Ya see what happens when what happens next isn’t clear? This, from the Ottawa Citizen:
The Chief of the Defence Staff was unequivocal about the withdrawal of some 2,800 Canadian Forces members while testifying Tuesday at the House of Commons defence committee, where MPs repeatedly pressed him to clarify what they regard as vague government messages on how many non-combat troops will be left behind and what role they will play.
(General Walt) Natynczyk’s answer in short was: None, “except perhaps for people who work in the embassy.” Later he specified an attaché may be the only one left in the country.
Yet Canada is sending two surveillance aircraft to Afghanistan in a move some defence analysts see as laying the groundwork for a military mission in Kandahar beyond the 2011 pullout date.

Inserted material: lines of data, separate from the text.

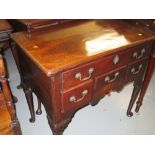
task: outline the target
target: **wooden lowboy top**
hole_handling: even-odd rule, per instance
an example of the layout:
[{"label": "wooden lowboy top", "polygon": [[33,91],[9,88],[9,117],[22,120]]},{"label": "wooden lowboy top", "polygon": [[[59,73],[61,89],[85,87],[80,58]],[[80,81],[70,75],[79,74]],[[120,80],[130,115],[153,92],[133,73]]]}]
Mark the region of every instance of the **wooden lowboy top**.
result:
[{"label": "wooden lowboy top", "polygon": [[155,39],[153,32],[122,20],[75,21],[47,33],[11,37],[47,76]]},{"label": "wooden lowboy top", "polygon": [[0,19],[0,33],[10,31],[12,31],[11,25],[5,19]]}]

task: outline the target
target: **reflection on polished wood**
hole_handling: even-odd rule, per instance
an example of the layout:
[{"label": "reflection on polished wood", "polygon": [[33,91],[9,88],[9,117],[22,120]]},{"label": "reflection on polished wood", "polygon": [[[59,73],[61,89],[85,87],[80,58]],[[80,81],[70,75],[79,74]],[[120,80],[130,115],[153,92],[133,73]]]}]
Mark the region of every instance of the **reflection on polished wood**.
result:
[{"label": "reflection on polished wood", "polygon": [[63,132],[78,109],[129,82],[134,82],[127,110],[132,116],[154,39],[122,20],[75,20],[47,33],[12,35],[22,82],[45,106],[54,134]]}]

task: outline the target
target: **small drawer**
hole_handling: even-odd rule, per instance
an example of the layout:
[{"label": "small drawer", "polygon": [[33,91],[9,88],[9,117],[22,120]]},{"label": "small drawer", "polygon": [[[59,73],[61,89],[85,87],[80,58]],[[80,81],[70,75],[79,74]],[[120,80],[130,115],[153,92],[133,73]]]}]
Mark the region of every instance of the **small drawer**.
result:
[{"label": "small drawer", "polygon": [[74,87],[98,75],[125,66],[127,62],[128,53],[118,52],[117,54],[106,56],[99,61],[94,61],[92,63],[66,71],[62,74],[63,89]]},{"label": "small drawer", "polygon": [[129,50],[130,62],[144,59],[150,54],[151,44],[144,44]]},{"label": "small drawer", "polygon": [[93,80],[62,93],[62,112],[78,109],[88,104],[92,97]]},{"label": "small drawer", "polygon": [[108,74],[101,75],[96,78],[96,89],[102,89],[102,92],[107,92],[115,87],[118,87],[120,83],[123,84],[126,75],[126,67],[112,71]]},{"label": "small drawer", "polygon": [[134,81],[143,78],[144,71],[147,67],[148,59],[144,59],[132,65],[129,65],[127,81]]}]

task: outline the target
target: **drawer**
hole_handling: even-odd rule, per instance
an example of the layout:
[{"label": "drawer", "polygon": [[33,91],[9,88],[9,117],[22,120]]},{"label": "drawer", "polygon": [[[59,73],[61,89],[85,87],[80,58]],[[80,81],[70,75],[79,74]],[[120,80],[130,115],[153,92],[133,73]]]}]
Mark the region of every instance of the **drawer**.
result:
[{"label": "drawer", "polygon": [[62,74],[63,89],[74,87],[84,81],[92,79],[98,75],[107,73],[126,65],[128,62],[128,52],[118,52],[98,61],[82,65]]},{"label": "drawer", "polygon": [[62,93],[62,112],[78,109],[87,105],[92,98],[93,80]]},{"label": "drawer", "polygon": [[129,62],[135,62],[144,59],[150,54],[150,51],[150,43],[131,48],[129,50]]},{"label": "drawer", "polygon": [[111,90],[119,89],[120,85],[123,85],[125,82],[126,70],[126,67],[122,67],[97,77],[95,86],[96,96],[101,97]]},{"label": "drawer", "polygon": [[130,82],[135,80],[141,80],[147,67],[147,63],[148,59],[143,59],[142,61],[129,65],[127,81]]}]

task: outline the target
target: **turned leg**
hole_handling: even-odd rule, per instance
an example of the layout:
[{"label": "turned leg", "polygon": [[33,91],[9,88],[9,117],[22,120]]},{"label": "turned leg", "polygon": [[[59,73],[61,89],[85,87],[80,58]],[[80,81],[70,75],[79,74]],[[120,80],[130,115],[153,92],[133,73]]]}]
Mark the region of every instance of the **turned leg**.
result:
[{"label": "turned leg", "polygon": [[141,92],[140,92],[140,95],[139,95],[139,98],[137,101],[137,106],[136,106],[135,112],[138,112],[140,107],[142,106],[143,98],[144,98],[144,95],[145,95],[146,90],[148,88],[149,82],[151,80],[151,77],[152,77],[152,74],[154,71],[154,67],[155,67],[155,54],[154,54],[154,56],[153,55],[151,56],[150,62],[148,64],[146,74],[144,77],[144,81],[142,83]]},{"label": "turned leg", "polygon": [[41,110],[41,100],[37,97],[37,100],[38,100],[38,108],[37,108],[37,111],[36,111],[36,114],[37,115],[41,115],[42,114],[42,110]]},{"label": "turned leg", "polygon": [[25,97],[31,114],[31,118],[29,119],[29,121],[33,123],[35,122],[35,112],[34,112],[32,90],[30,88],[24,88],[23,90],[24,90]]},{"label": "turned leg", "polygon": [[130,99],[130,103],[129,103],[129,106],[128,106],[128,109],[127,109],[127,116],[128,117],[132,117],[133,116],[133,113],[131,112],[132,110],[132,107],[135,103],[135,100],[137,99],[137,96],[139,94],[139,91],[140,91],[140,84],[134,84],[134,89],[133,89],[133,92],[132,92],[132,96],[131,96],[131,99]]}]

Although the federal government has not made any details public, the U.S. army issued a news release Monday saying that a U.S. firm had been awarded a $12-million deal to modify two aircraft being provided by Canada.
Work on the surveillance planes would be done in the U.S. and in Afghanistan and would be completed by June 15, 2011, two weeks before the stated date for Canadian soldiers to end their mission.
We DO have this new tidbit, though:
Meanwhile, Defence Minister Peter MacKay said in a written statement tabled in the Commons that his department “has not developed any contingencies for the extension of the Canadian military mission in Afghanistan beyond 2011.” The statement was in a written answer to questions from Liberal MP Ujjal Dosanjh about planning for a possible extension.
Is that right? Luck, than, that we appear to be spending millions on new living quarters for the troops in Kandahar Air Field. (MERX, courtesy of Milnet.ca) Let’s also not forget the bids about month ago for honkin’ buildings for storage and AFG maintenance, worth almost $6M – more on those here and here.
Am I naive, or don’t the taxpayers (and the troops) deserve a bit more clarity, structure and cohesiveness on this?